Quinceañera (Sony Pictures Classics), which opens today in New York and Los Angeles and later this month on screens nationwide, has a back story that makes you feel good about the state of independent filmmaking. The directors, Richard Glatzer and Wash Westmoreland, are a couple who live in Echo Park, Los Angeles, a formerly Latino neighborhood that’s rapidly gentrifying. In 2004, they served as the official photographers for a neighbor family’s quinceañera, the elaborate birthday party that heralds a 15-year-old girl’s coming of age. Returning from the celebration, Glatzer and Westmoreland realized they’d found the setting for the movie they’d been talking about making together. They conceived of the film in January 2005, wrote it in February, cast it in March, and shot it in April, on a budget of $400,000. The result is a gentle little gem of a movie that won the dramatic grand jury prize and the narrative audience award at Sundance. If that doesn’t make you want to pick up a camera and make a movie with your sweetie, I don’t know what will.

Quinceañera opens at the lavish blowout thrown for 15-year-old Eileen (Alicia Sixtos), complete with flowers, tiaras, and freak-dancing to reggaeton music. A pall is cast when Eileen’s brother Carlos (Jesse Garcia) crashes the party, only to be thrown out on his ear. Carlos is a cholo—a gangster type with a shaved head and a neck tattoo—but, in far worse news for his family, he’s also gay and brazenly unashamed to admit it.

Meanwhile, Eileen’s 14-year-old cousin Magdalena (Emily Rios) is already coveting her own luxurious quinceañera, complete with a white stretch Hummer limo. But Magdalena’s father (Jesus Castanos), an evangelical preacher, disapproves of such worldly longings, and besides, he isn’t made of money. She’ll just have to make do with her cousin’s hand-me-down ball gown—but why does the dress have to be let out more each time she tries it on?

As it turns out, Magdalena is pregnant—not quite an immaculate conception, but the unlikely result of some very heavy petting with her boyfriend, Herman (Ramiro Iniguez).
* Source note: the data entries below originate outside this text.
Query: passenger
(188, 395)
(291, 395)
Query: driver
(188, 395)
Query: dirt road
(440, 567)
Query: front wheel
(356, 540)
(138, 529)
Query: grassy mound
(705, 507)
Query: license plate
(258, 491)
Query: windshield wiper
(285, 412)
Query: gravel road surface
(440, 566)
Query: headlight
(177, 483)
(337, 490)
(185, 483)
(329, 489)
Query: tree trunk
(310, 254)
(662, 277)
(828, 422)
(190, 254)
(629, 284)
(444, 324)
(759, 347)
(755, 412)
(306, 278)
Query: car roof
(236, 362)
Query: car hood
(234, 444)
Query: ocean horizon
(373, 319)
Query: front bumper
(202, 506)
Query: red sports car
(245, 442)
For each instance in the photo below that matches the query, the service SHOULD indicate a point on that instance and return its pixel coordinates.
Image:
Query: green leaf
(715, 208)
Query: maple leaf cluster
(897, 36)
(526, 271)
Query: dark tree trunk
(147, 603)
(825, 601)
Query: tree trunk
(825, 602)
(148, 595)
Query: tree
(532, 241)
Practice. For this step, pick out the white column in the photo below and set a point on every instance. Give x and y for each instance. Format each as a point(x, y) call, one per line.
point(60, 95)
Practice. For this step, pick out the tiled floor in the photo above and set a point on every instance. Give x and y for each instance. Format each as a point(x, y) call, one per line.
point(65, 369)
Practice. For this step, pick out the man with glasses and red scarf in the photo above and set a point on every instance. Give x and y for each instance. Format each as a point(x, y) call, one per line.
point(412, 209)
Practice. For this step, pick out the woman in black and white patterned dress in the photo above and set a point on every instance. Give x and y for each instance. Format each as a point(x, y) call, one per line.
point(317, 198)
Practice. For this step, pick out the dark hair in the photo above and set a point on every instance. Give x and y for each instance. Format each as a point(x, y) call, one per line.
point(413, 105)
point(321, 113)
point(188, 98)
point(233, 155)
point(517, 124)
Her rigid father kicks her out of the house, so she moves in with her 84-year-old Tio Tomás (played by Chalo González, a veteran Mexican actor who appeared in The Wild Bunch). Cousin Carlos is holed up there as well, and the three of them slowly meld into an unlikely alternative family. But the property where Tio’s backyard cottage rental sits has just been sold to an affluent gay couple (David W. Ross and Jason L. Wood), who have designs on both the back yard and the handsome young cholowho lives there.

On paper, this story has a schematic, back-to-school-special feel to it, but there’s nothing formulaic or moralizing about Quinceañera. It’s a story that could easily have given way to victimist clichés (the pregnant teen, the gay pariah, the poor, oppressed Mexican-American community). But instead it allows every character the chance to surprise us. Carlos’ impenetrable machismo gives way to a melting playfulness as he starts to fall for the upstairs neighbor (who’s allowed to dally with him only in the guise of a conjugally approved ménage à trois). And Magdalena herself is admirably hard-boiled. When her baby’s father stops returning her calls, she calmly deletes him from her cell-phone memory and gets on with her homework. Emily Rios, the nonprofessional actress chosen to play the lead, carries the movie on her square broad shoulders. Allowing for the occasional misstep—like a plot twist late in the film that’s too obviously telegraphed—Quinceañera is a rare bird of an indie, a sharp-eyed analysis of class conflict that still manages to leave you as choked up as a proud auntie on her niece’s 15th birthday.